Monday, February 24, 2003

A few months ago, I did something really insane: I joined the Folio Society.

Why would a raggedy beggar such as I, someone without so much as an ounce of class, aspire to such a bourgeois lot? Obviously, because I can’t read. Certainly I have no eyes for fine print. The deal here is the usual one, you get a pile of nice books for a few bucks, with a commitment of some kind I never bothered to read, which turns out to be four more books at prices way beyond my range.

Well, a deal’s a deal. I went through the catalogue and found the two cheapest volumes they had. One was Graham Greene's Brighton Rock, which I've always meant to read, and the other was called Diary of a Nobody, which is apparently some kind of a small classic of English wit. They were the cheapest books I could find and together, they cost about ... oh don't make me say it. I'm still in denial.

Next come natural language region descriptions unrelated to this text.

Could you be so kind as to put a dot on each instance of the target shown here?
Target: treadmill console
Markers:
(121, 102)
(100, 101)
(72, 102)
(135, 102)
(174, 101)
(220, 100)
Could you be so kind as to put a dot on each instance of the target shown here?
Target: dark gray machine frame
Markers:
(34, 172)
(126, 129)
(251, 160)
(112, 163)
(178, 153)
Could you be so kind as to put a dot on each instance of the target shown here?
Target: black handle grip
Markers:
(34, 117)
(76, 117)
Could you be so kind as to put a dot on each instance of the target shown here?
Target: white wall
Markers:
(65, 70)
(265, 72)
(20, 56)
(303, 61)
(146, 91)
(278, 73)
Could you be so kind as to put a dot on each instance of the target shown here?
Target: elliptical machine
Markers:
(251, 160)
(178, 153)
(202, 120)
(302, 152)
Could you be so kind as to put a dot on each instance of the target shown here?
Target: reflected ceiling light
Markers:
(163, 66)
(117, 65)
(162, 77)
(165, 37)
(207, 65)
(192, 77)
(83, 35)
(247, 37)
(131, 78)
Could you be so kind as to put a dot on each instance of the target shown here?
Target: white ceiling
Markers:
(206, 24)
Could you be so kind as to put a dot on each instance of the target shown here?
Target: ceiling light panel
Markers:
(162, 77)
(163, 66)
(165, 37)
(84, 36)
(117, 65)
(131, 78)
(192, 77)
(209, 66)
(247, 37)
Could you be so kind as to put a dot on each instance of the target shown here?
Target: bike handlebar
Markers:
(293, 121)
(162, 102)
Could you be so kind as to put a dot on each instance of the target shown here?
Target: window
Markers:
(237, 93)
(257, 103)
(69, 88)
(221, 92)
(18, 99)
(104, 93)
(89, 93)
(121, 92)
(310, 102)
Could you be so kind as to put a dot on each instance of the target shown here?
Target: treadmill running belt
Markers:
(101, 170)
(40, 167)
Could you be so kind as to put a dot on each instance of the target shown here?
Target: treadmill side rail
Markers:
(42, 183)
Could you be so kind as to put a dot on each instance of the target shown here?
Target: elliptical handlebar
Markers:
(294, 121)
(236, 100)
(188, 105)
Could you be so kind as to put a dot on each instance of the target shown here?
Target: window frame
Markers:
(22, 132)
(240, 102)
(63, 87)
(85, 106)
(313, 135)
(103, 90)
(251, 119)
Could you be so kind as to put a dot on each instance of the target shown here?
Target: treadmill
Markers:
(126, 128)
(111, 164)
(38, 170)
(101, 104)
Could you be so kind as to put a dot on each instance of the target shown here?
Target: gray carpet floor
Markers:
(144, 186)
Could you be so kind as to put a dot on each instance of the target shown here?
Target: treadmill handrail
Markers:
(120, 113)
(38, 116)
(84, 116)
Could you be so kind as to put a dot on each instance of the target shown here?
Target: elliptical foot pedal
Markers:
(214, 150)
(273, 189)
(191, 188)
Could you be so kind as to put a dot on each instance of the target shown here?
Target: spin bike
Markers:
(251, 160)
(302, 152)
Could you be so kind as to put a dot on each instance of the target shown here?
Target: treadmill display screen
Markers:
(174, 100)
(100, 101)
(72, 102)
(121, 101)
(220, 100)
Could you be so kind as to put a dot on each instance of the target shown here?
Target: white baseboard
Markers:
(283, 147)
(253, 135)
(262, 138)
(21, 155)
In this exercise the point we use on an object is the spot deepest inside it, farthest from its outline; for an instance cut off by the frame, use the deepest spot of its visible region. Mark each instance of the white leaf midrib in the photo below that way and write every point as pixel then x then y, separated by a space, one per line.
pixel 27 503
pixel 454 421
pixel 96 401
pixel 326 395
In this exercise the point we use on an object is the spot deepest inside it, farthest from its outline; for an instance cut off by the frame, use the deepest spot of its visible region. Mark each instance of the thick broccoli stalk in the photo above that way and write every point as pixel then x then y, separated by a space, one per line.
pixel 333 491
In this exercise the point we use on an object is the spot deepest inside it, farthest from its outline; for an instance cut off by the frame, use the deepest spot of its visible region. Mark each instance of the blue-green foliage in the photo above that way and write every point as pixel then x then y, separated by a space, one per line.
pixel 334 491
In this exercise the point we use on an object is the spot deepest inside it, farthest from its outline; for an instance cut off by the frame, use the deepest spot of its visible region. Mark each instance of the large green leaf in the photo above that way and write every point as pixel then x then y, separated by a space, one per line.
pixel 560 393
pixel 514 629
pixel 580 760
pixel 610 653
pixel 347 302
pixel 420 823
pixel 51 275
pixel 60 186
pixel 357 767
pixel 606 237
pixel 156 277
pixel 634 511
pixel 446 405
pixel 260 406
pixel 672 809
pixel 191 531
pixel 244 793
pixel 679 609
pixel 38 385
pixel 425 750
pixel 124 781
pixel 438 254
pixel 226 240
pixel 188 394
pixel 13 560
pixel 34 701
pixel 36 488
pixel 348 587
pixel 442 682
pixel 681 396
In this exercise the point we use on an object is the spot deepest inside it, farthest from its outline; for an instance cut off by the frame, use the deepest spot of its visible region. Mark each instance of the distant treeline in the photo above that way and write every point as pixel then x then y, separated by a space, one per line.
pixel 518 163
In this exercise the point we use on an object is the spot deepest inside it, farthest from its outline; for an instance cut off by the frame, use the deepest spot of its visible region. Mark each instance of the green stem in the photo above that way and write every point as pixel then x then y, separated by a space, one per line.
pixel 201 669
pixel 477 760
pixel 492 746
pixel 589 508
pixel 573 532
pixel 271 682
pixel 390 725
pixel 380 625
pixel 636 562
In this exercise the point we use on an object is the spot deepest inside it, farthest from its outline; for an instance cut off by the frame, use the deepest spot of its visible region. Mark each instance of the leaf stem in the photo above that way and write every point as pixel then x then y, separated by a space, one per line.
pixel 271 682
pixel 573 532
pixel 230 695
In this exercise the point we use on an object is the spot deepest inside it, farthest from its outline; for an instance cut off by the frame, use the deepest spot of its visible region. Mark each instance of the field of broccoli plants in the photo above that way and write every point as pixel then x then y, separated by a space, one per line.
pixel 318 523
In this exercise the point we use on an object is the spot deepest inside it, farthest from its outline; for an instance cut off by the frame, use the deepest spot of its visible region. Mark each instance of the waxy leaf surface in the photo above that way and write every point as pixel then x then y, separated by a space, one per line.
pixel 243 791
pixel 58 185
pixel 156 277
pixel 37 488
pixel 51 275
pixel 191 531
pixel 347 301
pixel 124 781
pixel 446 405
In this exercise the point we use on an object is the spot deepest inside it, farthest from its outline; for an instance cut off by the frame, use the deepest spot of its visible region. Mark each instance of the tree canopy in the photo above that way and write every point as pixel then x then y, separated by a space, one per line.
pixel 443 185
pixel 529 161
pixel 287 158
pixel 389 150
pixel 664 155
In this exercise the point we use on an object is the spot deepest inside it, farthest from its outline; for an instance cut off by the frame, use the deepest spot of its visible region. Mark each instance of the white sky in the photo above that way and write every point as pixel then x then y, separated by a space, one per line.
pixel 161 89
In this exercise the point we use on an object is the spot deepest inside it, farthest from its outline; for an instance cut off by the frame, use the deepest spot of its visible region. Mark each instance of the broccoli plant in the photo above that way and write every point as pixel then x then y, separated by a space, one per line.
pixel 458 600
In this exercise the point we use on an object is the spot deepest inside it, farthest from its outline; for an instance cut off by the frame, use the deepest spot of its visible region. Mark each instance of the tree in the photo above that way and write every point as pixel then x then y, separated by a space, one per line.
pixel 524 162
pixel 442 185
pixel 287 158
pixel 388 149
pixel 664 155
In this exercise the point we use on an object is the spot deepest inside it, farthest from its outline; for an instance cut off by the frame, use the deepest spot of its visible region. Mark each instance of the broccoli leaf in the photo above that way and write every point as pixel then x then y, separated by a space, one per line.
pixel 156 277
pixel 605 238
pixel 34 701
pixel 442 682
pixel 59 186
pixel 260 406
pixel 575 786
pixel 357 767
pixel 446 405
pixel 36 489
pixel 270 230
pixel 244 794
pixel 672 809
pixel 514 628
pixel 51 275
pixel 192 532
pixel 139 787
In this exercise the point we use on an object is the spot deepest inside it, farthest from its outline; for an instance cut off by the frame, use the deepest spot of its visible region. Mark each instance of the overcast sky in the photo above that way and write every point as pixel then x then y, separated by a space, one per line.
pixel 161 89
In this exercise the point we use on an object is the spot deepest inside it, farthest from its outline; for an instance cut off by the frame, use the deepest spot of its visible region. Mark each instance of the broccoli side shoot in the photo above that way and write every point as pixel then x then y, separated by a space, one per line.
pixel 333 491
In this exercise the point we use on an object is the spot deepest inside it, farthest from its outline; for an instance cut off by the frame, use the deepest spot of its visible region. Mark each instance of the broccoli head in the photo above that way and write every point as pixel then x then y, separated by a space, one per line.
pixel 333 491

Anyway, today at lunch I finished reading the Greene novel and it's fantastic. I want to read it again, which is good considering it costs a week of lunches. It's about this 17-year-old mob leader named Pinkie, who manages to kill a down-on-his-luck journalist named Hale. The murder looks clean, except for two things. One is Ida, the good-hearted and big-breasted -- Greene never lets us forget that her tits could apply for their own zip code -- gal who sees Hale on his last day of life and suspects something fishy about his death. The other is Rose, a 16-year-old waitress who may have seen a little too much on the day of the crime. Pinkie isn't yet aware of Ida, but in Rose he sees something close to a soulmate. Rose is starved for affection and, Pinkie discovers, will do just about anything for love, even marry Pinkie so she doesn't have to testify against him. Not only that, she'll die for him, if that is what it comes to.

Brighton Rock reads like a suspenseful thriller, and I guess it is that; a thriller who went to Catholic School, and never got death, hell, sin, salvation, guilt or redemption from it's blood. The book is about damnation, more than anything else, the lure, perhaps, of inoculating yourself against the reality of evil by committing it. Something. Anyway, it's completely spellbinding and I hope to plow through its multifarious moral themes again real soon. Shit, I may even pay for it.